In vitro activity of imipenem-relebactam against gram-negative bacilli isolated from patients with lower respiratory tract infections in the United States in 2015 - Results from the SMART global surveillance program

•The novel β-lactamase inhibitor relebactam was tested in combination with imipenem against non-Proteeae Enterobacteriaceae (NPE) and P. aeruginosa.•Isolates were collected from lower respiratory tract infections in the US in 2015.•Imipenem-relebactam and imipenem susceptibilities were 97.2% and 91.6% for NPE and 93.1% and 68.1% for P. aeruginosa, respectively.•Relebactam restored imipenem susceptibility to 66.7% and 78.5% of imipenem-non-susceptible NPE and P. aeruginosa.

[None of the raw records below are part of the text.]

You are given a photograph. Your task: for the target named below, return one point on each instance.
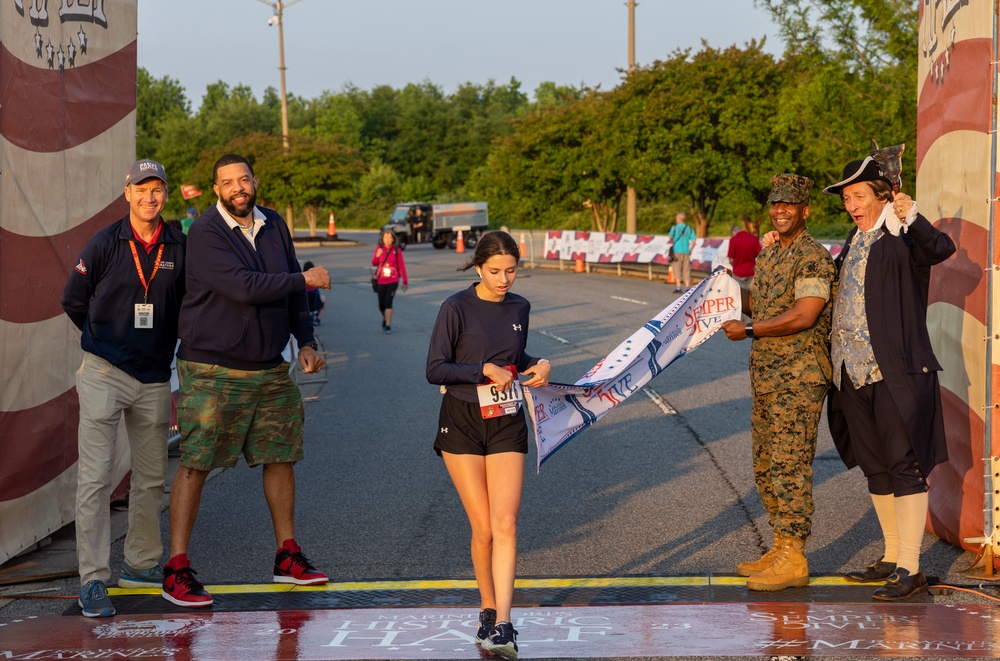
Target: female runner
(479, 338)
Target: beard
(242, 210)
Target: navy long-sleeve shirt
(104, 288)
(470, 332)
(242, 305)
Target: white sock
(911, 517)
(885, 510)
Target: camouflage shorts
(224, 412)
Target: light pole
(630, 215)
(279, 8)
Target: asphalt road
(661, 486)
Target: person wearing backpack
(391, 269)
(683, 239)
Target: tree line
(699, 131)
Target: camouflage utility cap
(791, 188)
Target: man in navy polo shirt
(124, 294)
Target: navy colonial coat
(896, 282)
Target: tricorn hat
(856, 172)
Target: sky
(366, 43)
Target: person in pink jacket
(390, 269)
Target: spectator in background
(388, 259)
(188, 219)
(418, 225)
(125, 296)
(743, 250)
(683, 238)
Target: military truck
(440, 223)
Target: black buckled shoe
(900, 585)
(875, 572)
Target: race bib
(494, 402)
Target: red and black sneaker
(291, 566)
(181, 587)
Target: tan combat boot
(757, 566)
(789, 569)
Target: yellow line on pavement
(467, 584)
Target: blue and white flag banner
(561, 411)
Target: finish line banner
(561, 411)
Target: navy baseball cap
(145, 169)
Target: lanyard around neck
(138, 268)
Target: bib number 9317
(494, 402)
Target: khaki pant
(107, 395)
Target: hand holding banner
(559, 412)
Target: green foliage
(700, 132)
(157, 100)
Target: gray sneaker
(94, 600)
(141, 578)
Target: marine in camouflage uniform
(790, 304)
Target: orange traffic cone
(331, 229)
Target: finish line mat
(586, 591)
(711, 630)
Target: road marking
(629, 300)
(659, 401)
(554, 337)
(467, 584)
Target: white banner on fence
(561, 411)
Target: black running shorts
(462, 430)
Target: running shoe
(181, 587)
(140, 578)
(94, 600)
(502, 640)
(487, 618)
(292, 566)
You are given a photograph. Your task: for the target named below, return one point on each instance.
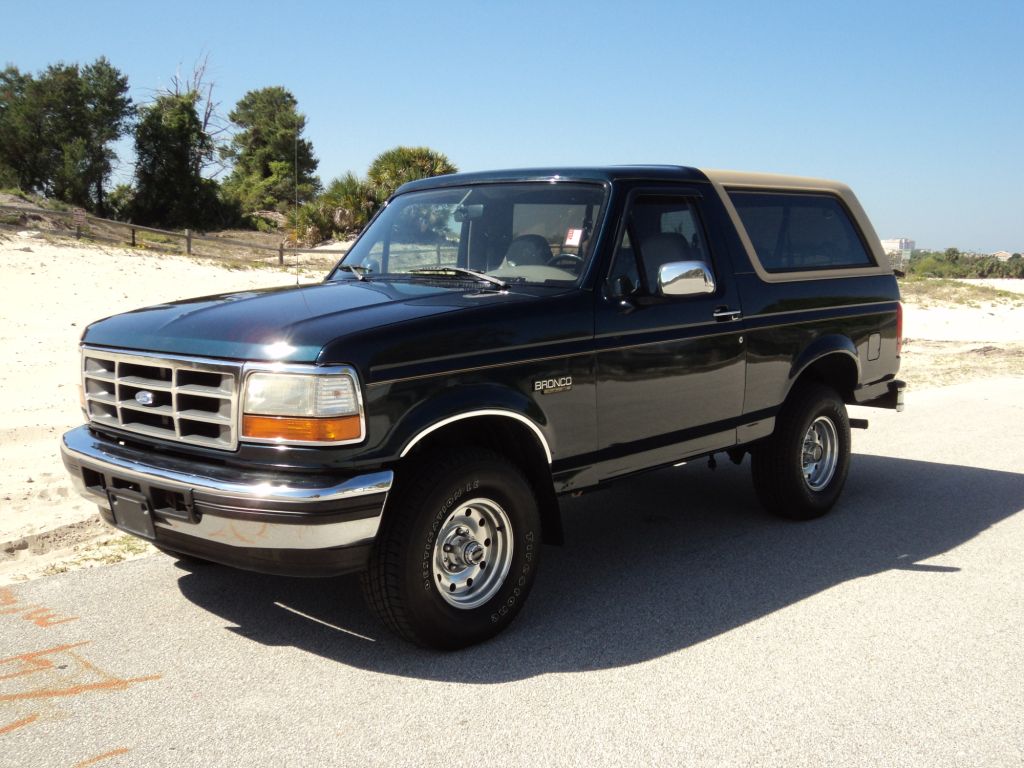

The β-lactamase inhibitor relebactam inactivates class A β-lactamases, including KPC-type carbapenemases, and class C β-lactamases. Relebactam combined with imipenem is in clinical development for several indications, including hospital-acquired and ventilator-associated pneumonia. Employing CLSI-defined broth microdilution methodology, we evaluated the activities of imipenem-relebactam (using imipenem MIC breakpoints) and comparators against non-Proteeae Enterobacteriaceae (n = 853) and Pseudomonas aeruginosa (n = 598) isolated from lower respiratory tract infection samples in 20 hospital laboratories in the United States participating in the 2015 SMART (Study for Monitoring Antimicrobial Resistance Trends) global surveillance program. Imipenem-relebactam and imipenem susceptibilities were 97.2% and 91.6% for non-Proteeae Enterobacteriaceae and 93.1% and 68.1% for P. aeruginosa. Relebactam restored imipenem susceptibility to 66.7% and 78.5% of imipenem-non-susceptible non-Proteeae Enterobacteriaceae isolates (n = 72) and P. aeruginosa (n = 191), respectively. Further development of imipenem-relebactam as therapy for lower respiratory tract infections is warranted given relebactam's ability to restore activity to imipenem against non-susceptible non-Proteeae Enterobacteriaceae and P. aeruginosa.